In short, structured capital financing is unique in that it is a whole solution for growth-minded entrepreneurs, founders and management teams at lower mid-market and middle market businesses as compared with large cap companies that would typically turn to banks for financing.
It was at the start of 2020 that some market observers began discussing a potential recession in spite of solid economic growth rates coming into the new years. Over the last few months that talk now seems dated in light of current circumstances.
Goldman Sachs estimated that global GDP has declined by 16 percent since January, but noted optimistically that it expected GDO to grow and rebound on a quarterly basis. In the meantime, policy makers and businesses are still struggling to return furloughed workers and employees abiding by stay-at-home orders back to work. Some states have moved forward with reopening in spite of continued concerns about the spread of Covid-19.

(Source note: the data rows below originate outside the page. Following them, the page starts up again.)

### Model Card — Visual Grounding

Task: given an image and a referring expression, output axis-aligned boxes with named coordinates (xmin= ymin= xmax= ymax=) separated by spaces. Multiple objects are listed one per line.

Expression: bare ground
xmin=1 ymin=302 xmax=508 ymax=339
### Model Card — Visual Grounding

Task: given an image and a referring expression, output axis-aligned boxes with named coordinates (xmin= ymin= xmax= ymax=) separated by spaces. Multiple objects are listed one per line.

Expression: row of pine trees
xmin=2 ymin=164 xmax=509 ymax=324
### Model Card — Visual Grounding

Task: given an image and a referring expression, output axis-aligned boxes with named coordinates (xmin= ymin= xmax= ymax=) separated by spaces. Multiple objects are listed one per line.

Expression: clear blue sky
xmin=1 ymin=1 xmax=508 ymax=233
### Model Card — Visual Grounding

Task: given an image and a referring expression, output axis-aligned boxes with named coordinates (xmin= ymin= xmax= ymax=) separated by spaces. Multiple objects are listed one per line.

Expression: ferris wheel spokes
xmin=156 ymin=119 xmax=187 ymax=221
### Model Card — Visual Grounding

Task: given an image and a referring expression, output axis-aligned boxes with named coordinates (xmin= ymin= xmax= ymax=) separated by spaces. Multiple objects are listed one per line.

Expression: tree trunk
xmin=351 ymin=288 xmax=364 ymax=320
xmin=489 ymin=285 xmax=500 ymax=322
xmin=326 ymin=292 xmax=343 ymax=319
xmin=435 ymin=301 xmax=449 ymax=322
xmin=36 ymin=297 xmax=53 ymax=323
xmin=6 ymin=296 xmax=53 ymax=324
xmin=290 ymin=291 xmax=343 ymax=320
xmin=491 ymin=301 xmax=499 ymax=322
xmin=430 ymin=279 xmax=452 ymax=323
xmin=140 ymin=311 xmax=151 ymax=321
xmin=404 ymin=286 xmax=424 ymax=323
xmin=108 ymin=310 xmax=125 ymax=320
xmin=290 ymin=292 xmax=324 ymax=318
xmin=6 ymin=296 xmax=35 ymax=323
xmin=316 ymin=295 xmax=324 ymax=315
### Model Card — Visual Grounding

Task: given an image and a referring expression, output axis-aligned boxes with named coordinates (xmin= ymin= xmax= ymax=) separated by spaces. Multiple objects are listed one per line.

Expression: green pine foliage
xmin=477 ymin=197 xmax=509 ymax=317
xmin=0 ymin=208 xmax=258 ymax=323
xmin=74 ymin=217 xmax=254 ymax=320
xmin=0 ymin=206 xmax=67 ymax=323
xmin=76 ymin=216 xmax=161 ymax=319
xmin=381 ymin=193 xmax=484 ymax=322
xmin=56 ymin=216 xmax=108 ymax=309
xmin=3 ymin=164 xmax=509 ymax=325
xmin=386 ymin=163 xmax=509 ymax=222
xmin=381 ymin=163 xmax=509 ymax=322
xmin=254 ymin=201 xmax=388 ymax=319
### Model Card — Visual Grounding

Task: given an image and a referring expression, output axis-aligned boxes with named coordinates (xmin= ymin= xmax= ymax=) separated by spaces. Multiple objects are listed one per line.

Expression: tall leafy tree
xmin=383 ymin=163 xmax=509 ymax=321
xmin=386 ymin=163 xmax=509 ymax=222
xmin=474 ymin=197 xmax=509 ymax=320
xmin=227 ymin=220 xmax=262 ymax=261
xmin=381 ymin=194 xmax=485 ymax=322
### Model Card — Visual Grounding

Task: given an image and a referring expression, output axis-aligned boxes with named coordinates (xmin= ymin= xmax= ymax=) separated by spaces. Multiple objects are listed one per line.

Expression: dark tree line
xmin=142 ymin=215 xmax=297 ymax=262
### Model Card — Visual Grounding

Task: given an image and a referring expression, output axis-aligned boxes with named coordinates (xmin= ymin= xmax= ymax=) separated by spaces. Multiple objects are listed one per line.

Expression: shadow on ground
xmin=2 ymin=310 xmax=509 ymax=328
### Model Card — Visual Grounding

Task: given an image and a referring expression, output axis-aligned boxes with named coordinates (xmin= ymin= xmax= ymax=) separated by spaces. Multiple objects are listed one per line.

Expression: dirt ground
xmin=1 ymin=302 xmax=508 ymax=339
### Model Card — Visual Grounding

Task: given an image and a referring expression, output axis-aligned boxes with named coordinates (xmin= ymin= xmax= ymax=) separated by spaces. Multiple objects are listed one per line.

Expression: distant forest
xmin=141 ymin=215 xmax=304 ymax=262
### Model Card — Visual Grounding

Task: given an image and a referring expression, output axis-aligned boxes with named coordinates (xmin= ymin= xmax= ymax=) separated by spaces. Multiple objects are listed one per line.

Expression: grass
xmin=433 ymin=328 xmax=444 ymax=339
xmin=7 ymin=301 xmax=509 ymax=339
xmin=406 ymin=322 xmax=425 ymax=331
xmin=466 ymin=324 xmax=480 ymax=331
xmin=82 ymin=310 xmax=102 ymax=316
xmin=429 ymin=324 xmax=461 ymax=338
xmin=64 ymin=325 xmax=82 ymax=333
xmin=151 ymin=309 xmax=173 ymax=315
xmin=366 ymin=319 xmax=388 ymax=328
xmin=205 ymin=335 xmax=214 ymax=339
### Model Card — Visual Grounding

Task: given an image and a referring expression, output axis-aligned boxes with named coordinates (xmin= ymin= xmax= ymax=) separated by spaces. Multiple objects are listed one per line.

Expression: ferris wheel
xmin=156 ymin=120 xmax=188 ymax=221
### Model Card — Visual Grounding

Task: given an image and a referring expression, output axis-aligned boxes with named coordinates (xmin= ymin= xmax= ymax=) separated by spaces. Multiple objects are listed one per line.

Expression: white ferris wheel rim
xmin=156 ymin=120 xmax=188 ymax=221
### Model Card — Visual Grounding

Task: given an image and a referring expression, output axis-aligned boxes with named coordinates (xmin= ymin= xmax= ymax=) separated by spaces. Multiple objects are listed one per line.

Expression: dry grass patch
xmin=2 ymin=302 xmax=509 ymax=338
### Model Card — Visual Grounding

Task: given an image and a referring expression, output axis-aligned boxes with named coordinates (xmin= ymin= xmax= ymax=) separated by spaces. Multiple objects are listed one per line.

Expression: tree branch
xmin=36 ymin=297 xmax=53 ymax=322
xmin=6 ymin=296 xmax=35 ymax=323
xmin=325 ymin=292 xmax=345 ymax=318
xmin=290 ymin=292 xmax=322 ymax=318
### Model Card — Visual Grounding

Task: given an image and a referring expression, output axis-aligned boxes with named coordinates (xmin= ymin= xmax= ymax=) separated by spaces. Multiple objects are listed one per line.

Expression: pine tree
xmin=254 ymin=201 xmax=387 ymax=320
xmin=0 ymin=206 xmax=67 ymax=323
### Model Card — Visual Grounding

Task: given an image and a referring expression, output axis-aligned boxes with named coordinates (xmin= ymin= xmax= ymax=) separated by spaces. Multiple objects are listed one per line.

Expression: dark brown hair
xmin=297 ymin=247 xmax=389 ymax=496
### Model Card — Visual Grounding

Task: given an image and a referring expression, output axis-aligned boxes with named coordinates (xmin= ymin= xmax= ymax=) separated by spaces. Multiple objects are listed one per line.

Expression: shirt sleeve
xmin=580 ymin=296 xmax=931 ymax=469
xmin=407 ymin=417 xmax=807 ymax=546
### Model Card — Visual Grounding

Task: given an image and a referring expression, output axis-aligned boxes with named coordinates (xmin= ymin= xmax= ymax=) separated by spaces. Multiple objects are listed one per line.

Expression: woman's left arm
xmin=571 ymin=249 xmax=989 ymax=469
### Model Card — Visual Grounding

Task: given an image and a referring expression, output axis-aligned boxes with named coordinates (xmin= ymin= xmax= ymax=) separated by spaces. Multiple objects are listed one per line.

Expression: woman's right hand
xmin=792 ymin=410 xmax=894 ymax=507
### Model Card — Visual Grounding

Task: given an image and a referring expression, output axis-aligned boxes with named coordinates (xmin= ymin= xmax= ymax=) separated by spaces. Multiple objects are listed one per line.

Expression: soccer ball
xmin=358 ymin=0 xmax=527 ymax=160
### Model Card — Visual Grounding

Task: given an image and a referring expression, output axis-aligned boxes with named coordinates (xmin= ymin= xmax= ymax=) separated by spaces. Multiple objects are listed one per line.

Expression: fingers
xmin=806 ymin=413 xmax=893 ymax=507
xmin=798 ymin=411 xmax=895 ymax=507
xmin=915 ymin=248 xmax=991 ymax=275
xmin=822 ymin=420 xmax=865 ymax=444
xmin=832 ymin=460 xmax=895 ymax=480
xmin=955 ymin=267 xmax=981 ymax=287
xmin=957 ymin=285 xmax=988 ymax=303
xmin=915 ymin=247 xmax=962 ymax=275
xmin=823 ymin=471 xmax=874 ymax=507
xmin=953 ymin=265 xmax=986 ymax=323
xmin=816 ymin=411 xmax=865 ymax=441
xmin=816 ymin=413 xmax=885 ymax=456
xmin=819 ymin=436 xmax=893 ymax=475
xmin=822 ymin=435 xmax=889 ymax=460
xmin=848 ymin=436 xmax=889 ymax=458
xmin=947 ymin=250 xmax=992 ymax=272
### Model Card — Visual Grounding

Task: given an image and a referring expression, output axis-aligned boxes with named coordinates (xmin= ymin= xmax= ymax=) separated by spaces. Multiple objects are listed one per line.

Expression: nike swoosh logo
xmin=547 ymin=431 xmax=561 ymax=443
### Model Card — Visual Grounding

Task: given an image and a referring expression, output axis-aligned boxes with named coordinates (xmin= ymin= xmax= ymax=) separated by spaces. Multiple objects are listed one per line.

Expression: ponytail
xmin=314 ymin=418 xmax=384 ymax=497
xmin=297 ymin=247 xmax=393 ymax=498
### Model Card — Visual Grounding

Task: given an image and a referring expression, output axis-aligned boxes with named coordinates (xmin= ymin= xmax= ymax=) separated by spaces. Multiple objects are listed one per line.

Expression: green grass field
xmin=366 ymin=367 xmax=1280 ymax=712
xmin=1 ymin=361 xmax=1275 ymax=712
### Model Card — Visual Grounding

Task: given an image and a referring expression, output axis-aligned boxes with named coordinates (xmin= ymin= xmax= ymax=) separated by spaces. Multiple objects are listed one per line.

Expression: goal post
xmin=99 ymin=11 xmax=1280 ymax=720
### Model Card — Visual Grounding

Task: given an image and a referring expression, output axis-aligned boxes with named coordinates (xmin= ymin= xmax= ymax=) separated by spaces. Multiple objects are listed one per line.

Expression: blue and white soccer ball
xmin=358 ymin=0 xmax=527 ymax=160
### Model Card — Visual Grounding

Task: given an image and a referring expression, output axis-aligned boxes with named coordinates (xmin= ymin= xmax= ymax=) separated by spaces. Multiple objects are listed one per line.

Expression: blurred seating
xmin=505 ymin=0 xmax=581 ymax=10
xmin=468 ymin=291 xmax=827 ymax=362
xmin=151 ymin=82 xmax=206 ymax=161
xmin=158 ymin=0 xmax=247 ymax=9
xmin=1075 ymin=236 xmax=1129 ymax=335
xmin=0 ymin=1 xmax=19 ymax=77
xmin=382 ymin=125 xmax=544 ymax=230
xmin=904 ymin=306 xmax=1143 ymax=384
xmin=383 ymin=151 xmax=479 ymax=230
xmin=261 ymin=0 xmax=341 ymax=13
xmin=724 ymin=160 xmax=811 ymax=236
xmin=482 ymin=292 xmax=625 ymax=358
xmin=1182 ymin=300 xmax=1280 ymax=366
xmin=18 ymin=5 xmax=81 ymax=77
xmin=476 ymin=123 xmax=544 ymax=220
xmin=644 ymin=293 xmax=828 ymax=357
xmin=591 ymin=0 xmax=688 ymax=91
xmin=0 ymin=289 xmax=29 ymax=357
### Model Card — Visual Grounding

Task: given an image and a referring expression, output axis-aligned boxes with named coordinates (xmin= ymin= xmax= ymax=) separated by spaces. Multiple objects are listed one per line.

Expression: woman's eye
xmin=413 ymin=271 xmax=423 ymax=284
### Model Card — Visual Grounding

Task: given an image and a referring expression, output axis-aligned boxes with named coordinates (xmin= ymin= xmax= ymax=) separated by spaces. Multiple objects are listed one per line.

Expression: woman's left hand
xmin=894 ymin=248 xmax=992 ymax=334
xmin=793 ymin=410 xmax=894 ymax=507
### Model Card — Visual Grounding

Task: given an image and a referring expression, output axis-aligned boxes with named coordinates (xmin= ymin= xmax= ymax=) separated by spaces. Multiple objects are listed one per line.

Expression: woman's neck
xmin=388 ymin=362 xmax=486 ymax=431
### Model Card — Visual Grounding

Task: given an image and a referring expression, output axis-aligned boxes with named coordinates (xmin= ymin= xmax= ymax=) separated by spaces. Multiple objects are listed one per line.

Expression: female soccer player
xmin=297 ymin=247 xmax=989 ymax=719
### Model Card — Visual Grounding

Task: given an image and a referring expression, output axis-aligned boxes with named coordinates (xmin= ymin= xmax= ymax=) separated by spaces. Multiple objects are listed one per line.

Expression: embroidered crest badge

Private capital investors that have experienced difficult market cycles like the current one understand the natural impulse to take flight from risk during economic dislocation or when facing strong macroeconomic headwinds. Even so, it’s important to remember that volatility in the capital markets is one reason why there’s been a big flight of capital towards the private markets over the past decade where the perspective is long term and not easily swayed by whipsawed public markets.
To be sure, the demand for flexible capital solutions will only continue to grow as founders and management teams of small and mid-sized businesses pursue funding for growth and learn more about the benefits of this little discussed type of capital. What may make the difference in the road to economic recovery post-pandemic is better understanding one corner of the private markets that’s been long overlooked – until now.